Inspectors also found recruitment was not always well managed. Records showed checks were not always made to ensure staff were suitable for the role. However, some of these issues were addressed by the manager during the inspection.

On a more positive note staff were said to understand their responsibilities around protecting people from abuse. Inspectors found they had ‘a good understanding’ of the types of abuse that could occur and knew how to raise concerns.

Inspectors were also ‘assured the provider was promoting safety through the layout and hygiene practices of the premises’. “The home was clean, tidy and well maintained,” the report adds.

Manager Sharon Peake, says she has built a new team since taking over in August and the home is ‘working hard’ to achieve a good rating across all five standards.
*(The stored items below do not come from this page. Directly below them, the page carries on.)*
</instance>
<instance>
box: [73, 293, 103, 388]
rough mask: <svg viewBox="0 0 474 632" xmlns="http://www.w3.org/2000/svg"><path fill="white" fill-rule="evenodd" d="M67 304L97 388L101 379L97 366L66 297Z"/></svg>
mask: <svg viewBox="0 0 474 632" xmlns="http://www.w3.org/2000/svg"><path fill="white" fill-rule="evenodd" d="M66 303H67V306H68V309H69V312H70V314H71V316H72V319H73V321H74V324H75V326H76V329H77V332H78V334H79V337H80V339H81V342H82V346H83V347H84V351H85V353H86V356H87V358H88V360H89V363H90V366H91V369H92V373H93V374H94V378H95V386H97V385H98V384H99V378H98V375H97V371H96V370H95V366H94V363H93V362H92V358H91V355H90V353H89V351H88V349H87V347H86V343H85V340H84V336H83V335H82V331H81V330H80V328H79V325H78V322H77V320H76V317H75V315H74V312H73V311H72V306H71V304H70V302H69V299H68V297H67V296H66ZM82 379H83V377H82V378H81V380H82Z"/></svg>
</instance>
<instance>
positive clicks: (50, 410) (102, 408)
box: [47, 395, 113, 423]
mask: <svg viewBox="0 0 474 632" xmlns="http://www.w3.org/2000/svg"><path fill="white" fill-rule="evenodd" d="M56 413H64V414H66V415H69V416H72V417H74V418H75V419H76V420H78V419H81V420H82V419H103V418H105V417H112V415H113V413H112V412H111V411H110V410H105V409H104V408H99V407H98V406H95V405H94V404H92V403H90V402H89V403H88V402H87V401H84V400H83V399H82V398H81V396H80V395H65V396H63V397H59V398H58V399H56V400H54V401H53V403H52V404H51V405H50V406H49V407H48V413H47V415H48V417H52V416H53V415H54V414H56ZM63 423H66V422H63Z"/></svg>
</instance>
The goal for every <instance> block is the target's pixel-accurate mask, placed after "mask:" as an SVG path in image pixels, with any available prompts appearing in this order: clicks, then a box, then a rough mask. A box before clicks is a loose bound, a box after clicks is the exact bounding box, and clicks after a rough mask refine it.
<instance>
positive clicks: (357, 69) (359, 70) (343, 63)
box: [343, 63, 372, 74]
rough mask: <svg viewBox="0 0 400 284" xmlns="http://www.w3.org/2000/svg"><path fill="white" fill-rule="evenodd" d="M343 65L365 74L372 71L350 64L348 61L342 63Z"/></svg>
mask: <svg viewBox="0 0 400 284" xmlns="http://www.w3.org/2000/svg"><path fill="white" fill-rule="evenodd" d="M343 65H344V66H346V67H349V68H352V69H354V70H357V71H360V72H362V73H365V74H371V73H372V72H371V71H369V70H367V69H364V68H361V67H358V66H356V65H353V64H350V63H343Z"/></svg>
Ms Peake notes that the home has a five-star food rating and enjoys ‘good relationships with all multi disciplinary teams’. She told the Local Democracy Reporting Service: “Families have stated how easy we are to talk to and alleviate any fears they may have.

“The care team plus myself and the deputy have gone through two Covid outbreaks, and the staff have worked tirelessly, to provide the excellent care they give our residents.”

She continues: “In the report, a relative spoke positively about their working relationship with the service, and the inspector states that he observed good practices, and positive relations between staff and management, and with the people who lived within the home.”

Ms Peake adds that two ladies at the home recently turned 100 and staff organised ‘a big campaign to get birthday cards’ to which ‘the response was massive’.

The full report can be found on the CQC website.